What I don't have is any knowledge of is the costs of the imaging hardware
you'd need - it would have to be fairly ruggedized to deal with the trail dust
or if the backpacker fell. I don't know if consumer-grade video cameras that
mountain bikers use would be good enough.

I'd start with the most heavily hiked trails first, South Kaibab and Bright
Angel in the Grand Canyon, Half Dome in Yosemite, South Rim in Big Bend, and
so on.

Luckily myself and a lot of my friends are trail runners, so I could probably
get a few of them to do video trips in exchange for airfare :)

------
xur17
I really like the idea, and would definitely be interested, but to be honest,
I probably wouldn't be willing to pay. Maybe an ad supported version, and you
can pay to remove the ads or something? It would be nice to be able to take a
quick glance at a trail, and see what it looks like.

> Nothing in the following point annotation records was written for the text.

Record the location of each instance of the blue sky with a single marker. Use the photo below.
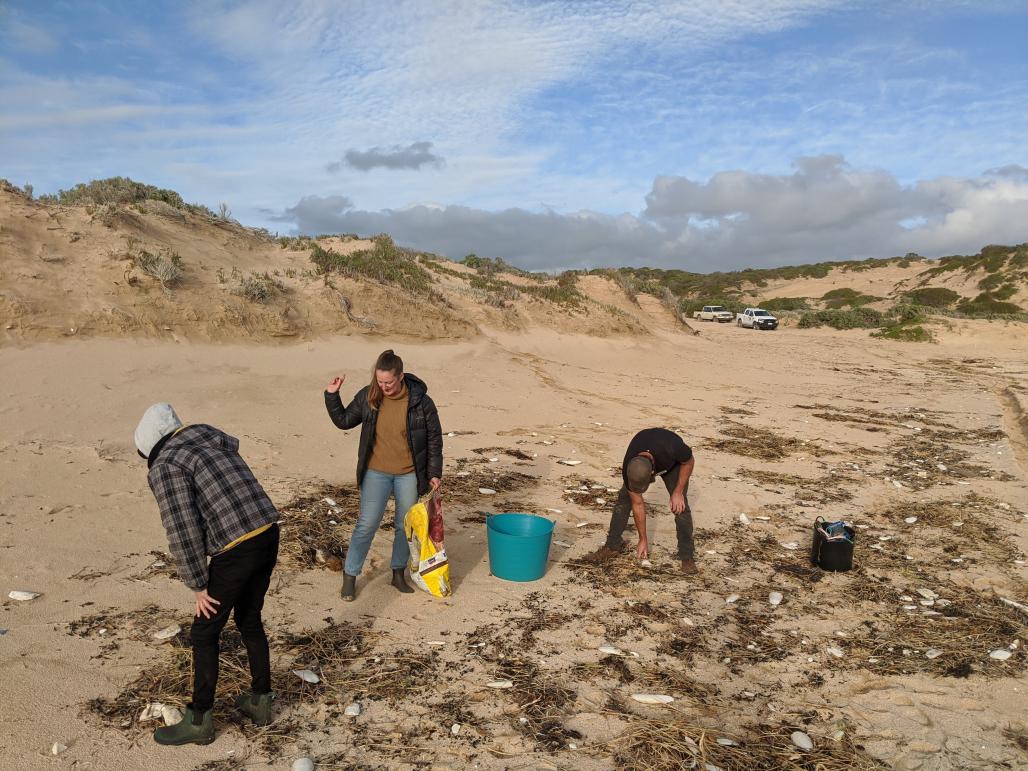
(699, 135)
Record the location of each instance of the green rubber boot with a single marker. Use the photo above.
(256, 706)
(349, 590)
(194, 729)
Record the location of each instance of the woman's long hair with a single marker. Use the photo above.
(387, 362)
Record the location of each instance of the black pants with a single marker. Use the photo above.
(683, 521)
(239, 579)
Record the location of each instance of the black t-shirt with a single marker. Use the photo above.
(667, 448)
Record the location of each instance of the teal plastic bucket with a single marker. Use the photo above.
(519, 546)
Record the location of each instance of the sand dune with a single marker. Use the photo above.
(924, 447)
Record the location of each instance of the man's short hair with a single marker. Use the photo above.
(638, 473)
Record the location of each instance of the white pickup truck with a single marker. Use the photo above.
(713, 313)
(756, 318)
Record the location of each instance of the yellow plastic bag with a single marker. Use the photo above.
(429, 567)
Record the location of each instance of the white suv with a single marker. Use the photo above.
(756, 318)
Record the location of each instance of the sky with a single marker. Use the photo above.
(707, 135)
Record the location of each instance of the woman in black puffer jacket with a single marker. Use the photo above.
(400, 454)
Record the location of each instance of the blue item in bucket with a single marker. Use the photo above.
(519, 546)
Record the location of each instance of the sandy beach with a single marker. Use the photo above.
(785, 427)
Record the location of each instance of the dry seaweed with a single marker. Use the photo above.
(509, 451)
(950, 634)
(313, 526)
(750, 441)
(672, 743)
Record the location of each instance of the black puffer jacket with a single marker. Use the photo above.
(424, 432)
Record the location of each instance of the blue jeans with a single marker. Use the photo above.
(375, 490)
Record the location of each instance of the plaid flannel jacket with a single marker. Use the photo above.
(208, 498)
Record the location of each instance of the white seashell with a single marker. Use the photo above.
(168, 632)
(652, 698)
(22, 596)
(802, 740)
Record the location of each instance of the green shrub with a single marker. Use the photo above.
(166, 267)
(860, 318)
(905, 333)
(908, 314)
(932, 297)
(986, 304)
(384, 263)
(114, 190)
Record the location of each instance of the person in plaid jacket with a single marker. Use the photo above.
(212, 507)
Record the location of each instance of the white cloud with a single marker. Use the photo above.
(825, 210)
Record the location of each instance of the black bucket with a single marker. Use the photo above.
(832, 548)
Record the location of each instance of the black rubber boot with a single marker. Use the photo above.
(349, 590)
(256, 706)
(194, 729)
(400, 581)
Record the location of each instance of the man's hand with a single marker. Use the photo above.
(643, 550)
(677, 503)
(206, 604)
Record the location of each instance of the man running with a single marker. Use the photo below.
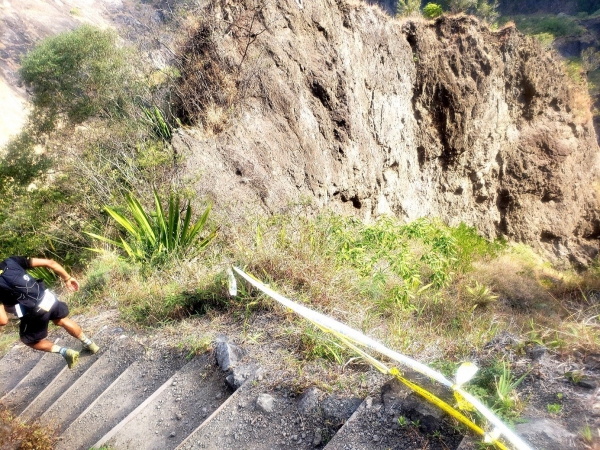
(36, 306)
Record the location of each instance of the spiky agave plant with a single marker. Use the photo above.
(151, 237)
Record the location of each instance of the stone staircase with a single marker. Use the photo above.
(131, 396)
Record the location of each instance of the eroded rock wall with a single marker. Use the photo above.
(370, 115)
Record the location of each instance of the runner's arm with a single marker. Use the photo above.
(71, 283)
(3, 316)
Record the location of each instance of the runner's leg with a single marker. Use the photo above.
(70, 326)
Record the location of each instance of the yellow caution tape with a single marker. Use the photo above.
(351, 337)
(432, 398)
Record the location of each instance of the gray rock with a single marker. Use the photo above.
(587, 384)
(339, 409)
(318, 437)
(468, 443)
(265, 403)
(309, 400)
(240, 374)
(546, 434)
(227, 354)
(425, 414)
(537, 352)
(393, 395)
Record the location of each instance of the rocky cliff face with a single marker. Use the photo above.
(370, 115)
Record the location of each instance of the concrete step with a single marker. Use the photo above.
(126, 393)
(15, 365)
(174, 411)
(84, 390)
(47, 368)
(242, 423)
(65, 378)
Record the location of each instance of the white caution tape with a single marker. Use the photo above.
(329, 324)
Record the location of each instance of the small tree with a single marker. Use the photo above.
(79, 73)
(407, 8)
(487, 10)
(432, 10)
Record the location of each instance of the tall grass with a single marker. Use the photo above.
(154, 236)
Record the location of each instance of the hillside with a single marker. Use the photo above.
(374, 116)
(432, 183)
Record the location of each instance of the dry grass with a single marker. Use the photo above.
(307, 261)
(20, 436)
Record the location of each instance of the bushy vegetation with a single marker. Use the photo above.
(548, 24)
(154, 237)
(432, 10)
(408, 7)
(82, 73)
(54, 175)
(18, 435)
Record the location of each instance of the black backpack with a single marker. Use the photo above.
(17, 286)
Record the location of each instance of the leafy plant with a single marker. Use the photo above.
(158, 123)
(587, 435)
(316, 344)
(458, 6)
(554, 408)
(79, 73)
(43, 273)
(432, 10)
(481, 295)
(151, 237)
(408, 7)
(506, 384)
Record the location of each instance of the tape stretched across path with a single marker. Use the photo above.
(351, 337)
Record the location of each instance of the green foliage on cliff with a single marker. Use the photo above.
(408, 7)
(537, 24)
(432, 10)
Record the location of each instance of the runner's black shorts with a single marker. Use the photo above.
(33, 329)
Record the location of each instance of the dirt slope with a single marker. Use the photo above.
(371, 115)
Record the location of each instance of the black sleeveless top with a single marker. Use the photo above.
(17, 286)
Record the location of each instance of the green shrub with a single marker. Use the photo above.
(432, 10)
(155, 236)
(80, 73)
(20, 165)
(557, 26)
(408, 7)
(458, 6)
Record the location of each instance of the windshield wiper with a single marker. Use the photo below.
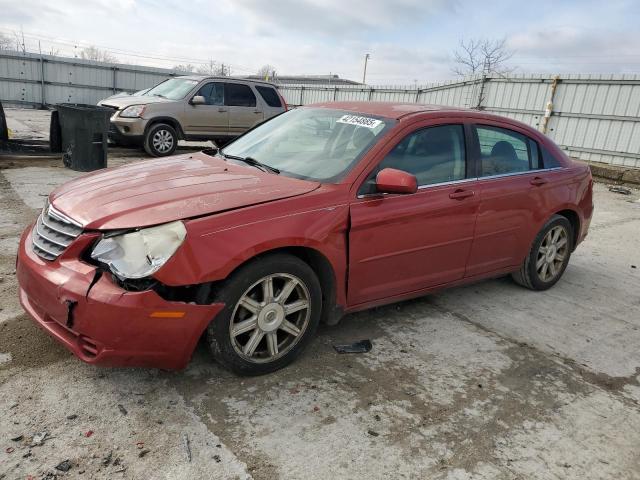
(253, 162)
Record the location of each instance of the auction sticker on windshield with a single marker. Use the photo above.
(359, 121)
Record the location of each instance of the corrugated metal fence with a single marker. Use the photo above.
(593, 117)
(30, 79)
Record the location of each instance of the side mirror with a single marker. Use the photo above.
(390, 180)
(198, 100)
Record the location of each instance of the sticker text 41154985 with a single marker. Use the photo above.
(359, 121)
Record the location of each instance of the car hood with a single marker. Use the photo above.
(158, 191)
(123, 102)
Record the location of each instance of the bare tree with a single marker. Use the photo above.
(5, 42)
(214, 68)
(482, 56)
(94, 53)
(267, 71)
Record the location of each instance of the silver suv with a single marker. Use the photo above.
(191, 108)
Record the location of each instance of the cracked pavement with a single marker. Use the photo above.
(487, 381)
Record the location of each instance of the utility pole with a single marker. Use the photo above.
(367, 56)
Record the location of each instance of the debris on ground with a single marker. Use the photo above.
(64, 466)
(187, 446)
(143, 452)
(107, 460)
(363, 346)
(39, 438)
(618, 189)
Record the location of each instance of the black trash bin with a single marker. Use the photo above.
(4, 131)
(84, 135)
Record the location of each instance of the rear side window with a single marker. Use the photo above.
(239, 95)
(433, 155)
(270, 96)
(504, 151)
(213, 93)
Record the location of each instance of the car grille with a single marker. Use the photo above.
(53, 233)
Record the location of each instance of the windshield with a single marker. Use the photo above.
(311, 143)
(173, 89)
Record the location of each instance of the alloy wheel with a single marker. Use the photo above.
(270, 318)
(552, 253)
(162, 141)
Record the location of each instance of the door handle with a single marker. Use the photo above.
(537, 181)
(461, 194)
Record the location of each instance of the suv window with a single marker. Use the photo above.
(213, 93)
(505, 151)
(239, 95)
(433, 155)
(270, 96)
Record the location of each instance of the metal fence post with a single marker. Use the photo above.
(548, 110)
(43, 100)
(483, 80)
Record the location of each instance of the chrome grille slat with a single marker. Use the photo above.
(59, 228)
(53, 233)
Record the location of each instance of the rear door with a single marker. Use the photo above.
(513, 185)
(209, 119)
(244, 109)
(400, 244)
(271, 100)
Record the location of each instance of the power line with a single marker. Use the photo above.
(129, 53)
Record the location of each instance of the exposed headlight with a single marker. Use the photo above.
(133, 111)
(142, 253)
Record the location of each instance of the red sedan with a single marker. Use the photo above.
(323, 210)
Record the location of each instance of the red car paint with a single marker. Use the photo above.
(376, 249)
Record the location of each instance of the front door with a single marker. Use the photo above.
(209, 119)
(400, 244)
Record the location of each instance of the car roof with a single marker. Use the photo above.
(199, 78)
(398, 110)
(393, 110)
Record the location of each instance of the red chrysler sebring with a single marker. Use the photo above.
(323, 210)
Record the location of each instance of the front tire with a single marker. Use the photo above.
(272, 310)
(549, 255)
(161, 140)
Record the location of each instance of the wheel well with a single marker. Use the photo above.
(574, 219)
(169, 121)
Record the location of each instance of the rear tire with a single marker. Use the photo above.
(549, 255)
(272, 310)
(161, 140)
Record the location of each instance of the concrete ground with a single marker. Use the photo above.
(488, 381)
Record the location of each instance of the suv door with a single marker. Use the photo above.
(513, 184)
(209, 119)
(244, 109)
(272, 103)
(406, 243)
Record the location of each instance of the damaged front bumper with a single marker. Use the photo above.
(100, 322)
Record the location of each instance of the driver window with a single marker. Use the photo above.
(213, 93)
(433, 155)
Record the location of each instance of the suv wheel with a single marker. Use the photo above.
(161, 140)
(549, 255)
(272, 310)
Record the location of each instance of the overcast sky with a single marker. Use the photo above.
(409, 40)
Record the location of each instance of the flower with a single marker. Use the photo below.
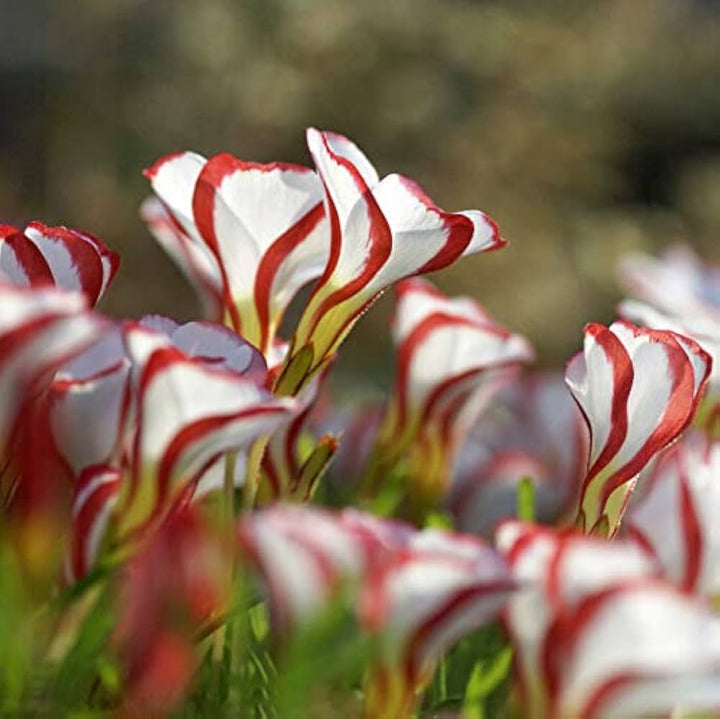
(557, 571)
(264, 227)
(176, 583)
(95, 496)
(418, 592)
(40, 329)
(90, 401)
(676, 515)
(451, 359)
(381, 231)
(638, 389)
(638, 650)
(533, 430)
(434, 589)
(68, 259)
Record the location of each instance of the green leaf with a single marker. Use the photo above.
(526, 500)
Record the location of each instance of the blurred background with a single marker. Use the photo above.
(585, 129)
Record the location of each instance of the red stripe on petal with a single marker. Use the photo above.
(271, 262)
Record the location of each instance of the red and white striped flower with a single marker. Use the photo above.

It does look like google has started to do this:

<http://blog.cheaptents.com/street-view-google-sherpa-cam/>

------
tbgvi
I wonder if there are any grants available for a project like this? That would
probably be the best way to get something like this going, but it would be
more for the greater good as opposed to a business.

------
mapster
Sounds like a personal mission, and you could start with a small NP or
National Seashore, then build from there. Effective ways to make a return may
present themselves thru experience with it.

------
writeclick
I love this idea. And while I don't hike enough to justify a subscription, I
would certainly pay for a specific map. Good luck!